Pour le 600ème billet posté sur le blog nous avons choisi de traiter d’un sujet pas facile: celui des migrants blédards qui forcent la porte de l’Europe. Si mon introduction laisse à penser que tout le monde « s’en fout » il n’en est rien: tout le monde « à l’air de s’en foutre ». En effet nous avons tous une petite voix dans notre subconscient qui pose la question « Pourquoi tout cela? » et qui se dépêche de s’enfuir car elle sait que la réponse va nous faire mal quelque part. Car il ne faut pas s’en caché la question qui est posée (et parfois répondue) par les médias est surtout « Comment ? ».

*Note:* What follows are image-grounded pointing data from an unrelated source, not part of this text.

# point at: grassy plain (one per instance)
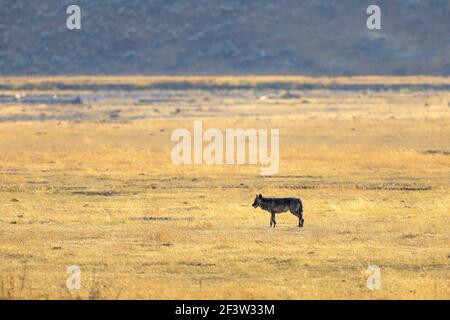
(93, 185)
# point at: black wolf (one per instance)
(279, 205)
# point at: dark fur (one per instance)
(279, 205)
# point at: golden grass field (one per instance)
(93, 185)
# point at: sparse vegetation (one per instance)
(100, 192)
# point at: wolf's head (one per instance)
(257, 201)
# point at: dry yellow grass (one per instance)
(372, 170)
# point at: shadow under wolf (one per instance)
(279, 205)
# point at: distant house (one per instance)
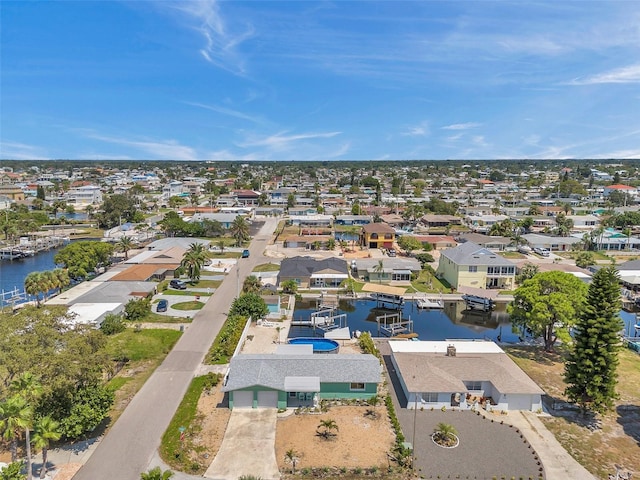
(309, 272)
(294, 380)
(470, 265)
(464, 375)
(378, 235)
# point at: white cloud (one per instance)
(628, 74)
(227, 111)
(221, 43)
(167, 149)
(462, 126)
(282, 142)
(420, 130)
(21, 151)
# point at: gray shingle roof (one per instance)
(270, 371)
(470, 253)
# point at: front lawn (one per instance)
(616, 439)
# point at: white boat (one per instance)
(475, 302)
(429, 303)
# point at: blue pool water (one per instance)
(452, 322)
(320, 345)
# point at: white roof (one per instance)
(462, 346)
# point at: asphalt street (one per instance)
(129, 446)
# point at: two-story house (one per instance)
(470, 265)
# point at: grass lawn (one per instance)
(145, 350)
(427, 282)
(617, 441)
(267, 267)
(194, 305)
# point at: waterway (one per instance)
(13, 272)
(452, 322)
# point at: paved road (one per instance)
(129, 447)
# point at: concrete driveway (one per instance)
(248, 447)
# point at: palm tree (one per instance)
(45, 431)
(193, 260)
(292, 457)
(240, 230)
(33, 284)
(27, 386)
(327, 426)
(156, 474)
(445, 434)
(124, 245)
(15, 416)
(251, 284)
(379, 269)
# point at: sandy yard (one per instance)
(361, 441)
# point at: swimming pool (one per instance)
(320, 345)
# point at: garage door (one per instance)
(242, 399)
(268, 399)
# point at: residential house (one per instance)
(378, 235)
(294, 380)
(309, 272)
(470, 265)
(463, 375)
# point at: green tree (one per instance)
(240, 230)
(156, 474)
(289, 286)
(528, 270)
(585, 259)
(193, 260)
(45, 431)
(445, 434)
(137, 309)
(251, 284)
(547, 305)
(326, 427)
(591, 369)
(249, 305)
(379, 269)
(124, 245)
(112, 324)
(409, 243)
(13, 471)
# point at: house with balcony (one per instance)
(470, 265)
(378, 235)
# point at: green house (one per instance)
(296, 380)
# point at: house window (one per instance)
(473, 386)
(430, 397)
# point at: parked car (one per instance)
(541, 251)
(526, 249)
(162, 306)
(178, 284)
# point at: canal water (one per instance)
(13, 272)
(452, 322)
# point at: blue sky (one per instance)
(303, 80)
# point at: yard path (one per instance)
(130, 445)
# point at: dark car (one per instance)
(178, 284)
(162, 306)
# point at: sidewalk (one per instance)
(558, 464)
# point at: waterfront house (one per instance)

Ce qui m’a personnellement marqué la première fois que j’ai vu les images de Melilla c’est qu’elles faisaient écho à un discours subversif que j’avais entendu il y a 25 ans. J’étais alors un petit écolier dans une autre Afrique avec un peu moins de conflits armés et une pression démographique moindre. Lors d’un cours un prof expatrié français avait jeté le pavé dans la marre. Il avait fustigé les pays européens qui avaient contribué à créer une classe grandissant de personnes aigries au bled et qui allait s’en mordre les doigts « le jour où ils viendront s’écraser contre les mûrs qu’elle (l’Europe) aura construit pour s’isoler du Monde ». Je me souviens que avec mes potes ont lui avait rit au nez car nous autres blédards on était trop fiers pour aller mendier dans son Europe alors que l’on avait tout et même plus au bled.

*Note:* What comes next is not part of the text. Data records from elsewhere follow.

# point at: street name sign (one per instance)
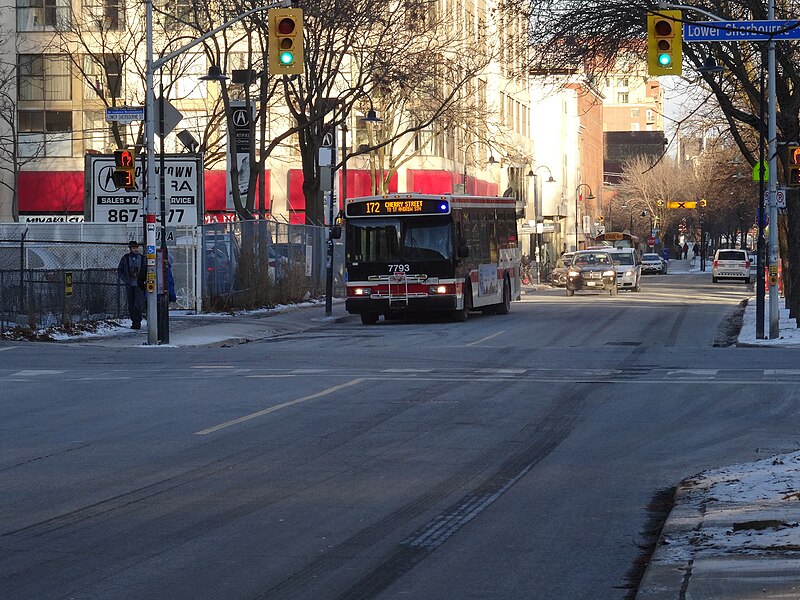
(741, 31)
(125, 114)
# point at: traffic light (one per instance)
(286, 41)
(793, 171)
(124, 169)
(664, 43)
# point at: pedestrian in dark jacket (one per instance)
(131, 273)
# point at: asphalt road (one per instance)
(508, 457)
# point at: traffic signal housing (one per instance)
(664, 43)
(124, 169)
(793, 170)
(285, 42)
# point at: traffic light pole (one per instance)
(772, 149)
(151, 196)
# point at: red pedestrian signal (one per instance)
(124, 169)
(793, 170)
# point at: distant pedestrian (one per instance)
(131, 272)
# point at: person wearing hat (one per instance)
(131, 272)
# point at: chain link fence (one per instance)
(220, 266)
(252, 264)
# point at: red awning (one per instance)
(215, 191)
(45, 192)
(358, 184)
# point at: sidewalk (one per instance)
(734, 533)
(221, 329)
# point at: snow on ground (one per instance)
(746, 509)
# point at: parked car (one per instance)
(629, 268)
(592, 269)
(731, 263)
(653, 263)
(558, 276)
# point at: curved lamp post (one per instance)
(150, 197)
(577, 195)
(537, 203)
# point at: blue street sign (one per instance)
(740, 31)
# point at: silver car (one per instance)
(731, 263)
(629, 269)
(653, 263)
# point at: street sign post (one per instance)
(740, 31)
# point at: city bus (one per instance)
(618, 239)
(424, 254)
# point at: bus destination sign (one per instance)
(397, 206)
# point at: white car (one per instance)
(653, 263)
(731, 263)
(629, 268)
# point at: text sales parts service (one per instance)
(183, 184)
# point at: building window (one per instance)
(176, 12)
(44, 77)
(97, 133)
(43, 15)
(104, 15)
(103, 76)
(45, 132)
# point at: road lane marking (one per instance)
(488, 337)
(36, 372)
(277, 407)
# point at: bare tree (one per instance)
(586, 34)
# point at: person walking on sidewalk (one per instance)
(131, 271)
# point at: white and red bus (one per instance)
(418, 253)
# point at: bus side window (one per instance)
(462, 251)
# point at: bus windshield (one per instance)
(389, 240)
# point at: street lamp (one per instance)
(537, 207)
(150, 168)
(577, 196)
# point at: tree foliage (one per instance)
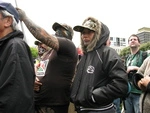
(34, 52)
(143, 47)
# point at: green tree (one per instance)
(34, 52)
(143, 47)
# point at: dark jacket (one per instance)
(100, 73)
(16, 75)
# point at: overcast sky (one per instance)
(123, 17)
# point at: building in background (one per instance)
(144, 34)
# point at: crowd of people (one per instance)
(93, 81)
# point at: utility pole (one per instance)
(22, 26)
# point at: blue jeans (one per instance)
(132, 103)
(117, 105)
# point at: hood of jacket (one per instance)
(12, 35)
(101, 36)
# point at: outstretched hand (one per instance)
(21, 13)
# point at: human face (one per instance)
(87, 36)
(133, 42)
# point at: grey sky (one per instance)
(123, 17)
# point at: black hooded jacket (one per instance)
(100, 73)
(16, 75)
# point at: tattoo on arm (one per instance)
(40, 34)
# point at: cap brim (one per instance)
(57, 25)
(37, 42)
(80, 28)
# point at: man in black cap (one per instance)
(17, 74)
(52, 92)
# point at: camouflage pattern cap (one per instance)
(65, 26)
(89, 24)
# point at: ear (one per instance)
(8, 21)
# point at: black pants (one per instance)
(52, 109)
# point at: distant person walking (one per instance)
(133, 62)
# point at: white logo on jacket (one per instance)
(90, 69)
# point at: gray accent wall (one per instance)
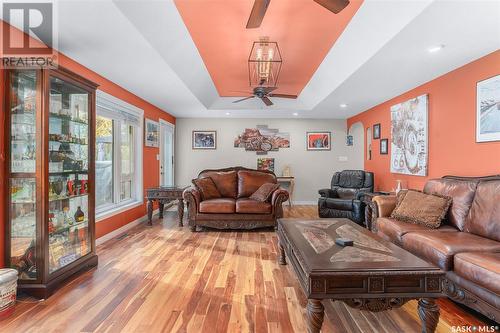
(312, 169)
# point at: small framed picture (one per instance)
(152, 133)
(204, 139)
(376, 131)
(266, 164)
(318, 141)
(488, 110)
(384, 146)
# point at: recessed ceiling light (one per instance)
(435, 48)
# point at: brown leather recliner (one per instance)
(466, 245)
(235, 210)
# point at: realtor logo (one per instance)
(28, 34)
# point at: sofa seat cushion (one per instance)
(249, 181)
(207, 188)
(339, 204)
(225, 181)
(221, 206)
(484, 214)
(250, 206)
(480, 268)
(439, 247)
(393, 230)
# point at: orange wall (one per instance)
(150, 164)
(452, 135)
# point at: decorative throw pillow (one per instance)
(207, 188)
(264, 192)
(421, 208)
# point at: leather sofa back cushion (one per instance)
(346, 193)
(207, 188)
(421, 208)
(250, 181)
(225, 181)
(484, 215)
(462, 193)
(264, 192)
(350, 178)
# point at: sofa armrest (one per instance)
(385, 204)
(279, 196)
(193, 198)
(328, 193)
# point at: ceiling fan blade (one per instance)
(283, 96)
(266, 101)
(269, 89)
(334, 6)
(243, 99)
(257, 15)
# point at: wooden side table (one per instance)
(163, 195)
(290, 185)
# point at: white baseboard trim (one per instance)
(305, 203)
(117, 232)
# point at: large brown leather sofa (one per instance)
(466, 246)
(235, 210)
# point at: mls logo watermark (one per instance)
(28, 34)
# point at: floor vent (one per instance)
(122, 236)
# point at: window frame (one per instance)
(122, 112)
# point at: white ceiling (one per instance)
(144, 46)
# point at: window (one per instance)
(118, 155)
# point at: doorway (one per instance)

Vingt cinq années sont passées et la macabre prophétie de mon prof de physique c’est réalisé. Pire encore, pour une fois depuis le début de ces événements je connais des jeunes qui sont parmi les assaillants de la forteresse Europe. J’ai eu ce jeune au téléphone après une deuxième tentative infructueuse de sa part. Je lui ai demandé cash le fameux « Pourquoi ? ». Il m’a répondu tout aussi froidement « Parce que je n’ai pas d’autre choix ». Le problème c’est que ce jeune venait de terminer l’Université en même temps qu’un autre garçon qui lui avait pris l’option inverse, celle de donner une chance au bled. Je connais les deux jeunes car ils avaient bénéficié d’un programme de bourse auquel j’avais modestement participé dans le but de « rendre à la communauté » comme on dit chez les américains. Voilà donc où est mon dilemme actuel. Pour chaque jeune qui mange les barbelés de Melilla je connais un jeune du même age et aillant le même bagage sociaux culturel qui a pris le chemin inverse avec la réussite sociale et professionnelle à la clef. Certes ils ne sont pas (encore) devenu les nouveaux Aliko Dangote mais quand je leur rend visite au bled j’ai bien envie de tout plaquer ici et de rentrer tenter ma chance.

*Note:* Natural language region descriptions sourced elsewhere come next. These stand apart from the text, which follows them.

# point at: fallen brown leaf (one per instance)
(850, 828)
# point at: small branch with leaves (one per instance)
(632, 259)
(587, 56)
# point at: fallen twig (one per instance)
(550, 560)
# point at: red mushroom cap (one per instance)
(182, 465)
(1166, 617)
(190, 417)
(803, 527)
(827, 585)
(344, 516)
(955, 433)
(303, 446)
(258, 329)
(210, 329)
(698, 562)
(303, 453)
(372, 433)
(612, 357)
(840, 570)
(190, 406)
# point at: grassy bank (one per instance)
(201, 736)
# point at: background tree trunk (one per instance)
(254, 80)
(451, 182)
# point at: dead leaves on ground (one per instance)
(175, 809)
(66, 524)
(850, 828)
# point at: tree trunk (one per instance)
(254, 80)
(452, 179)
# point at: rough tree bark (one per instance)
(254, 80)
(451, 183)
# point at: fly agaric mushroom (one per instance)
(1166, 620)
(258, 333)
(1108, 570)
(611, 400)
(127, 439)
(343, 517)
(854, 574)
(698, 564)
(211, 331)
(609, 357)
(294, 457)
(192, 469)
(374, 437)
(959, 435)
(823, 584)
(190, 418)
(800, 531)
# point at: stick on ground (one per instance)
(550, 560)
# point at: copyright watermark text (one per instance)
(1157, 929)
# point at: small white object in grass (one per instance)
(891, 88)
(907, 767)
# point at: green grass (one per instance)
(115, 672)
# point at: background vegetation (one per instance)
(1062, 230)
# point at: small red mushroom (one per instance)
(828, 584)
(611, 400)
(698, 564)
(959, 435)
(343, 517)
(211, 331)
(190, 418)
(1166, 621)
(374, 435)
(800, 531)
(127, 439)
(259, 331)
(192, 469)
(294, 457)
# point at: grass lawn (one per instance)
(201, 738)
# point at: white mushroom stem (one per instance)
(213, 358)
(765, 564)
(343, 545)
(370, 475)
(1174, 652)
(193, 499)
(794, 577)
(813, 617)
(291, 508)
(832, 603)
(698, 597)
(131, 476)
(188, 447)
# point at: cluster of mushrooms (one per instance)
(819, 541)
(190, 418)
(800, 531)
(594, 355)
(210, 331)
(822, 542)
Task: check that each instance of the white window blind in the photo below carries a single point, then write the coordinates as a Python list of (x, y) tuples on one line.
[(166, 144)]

Tout blédard et tout bibloss a deux lectures des événements de Melilla. Il y a une lecture personnelle rattachée à la proximité par rapport aux acteurs. Et il y a une seconde lecture plus géopoliticienne qui s’inquiète de voir un continent, l’Afrique, ne pas s’émouvoir de la fuite de sa force vive et un autre, l’Europe, réalisé qu’il n’a pas les moyens de contenir les effets de bord d’une situation qu’il a contribué à créer.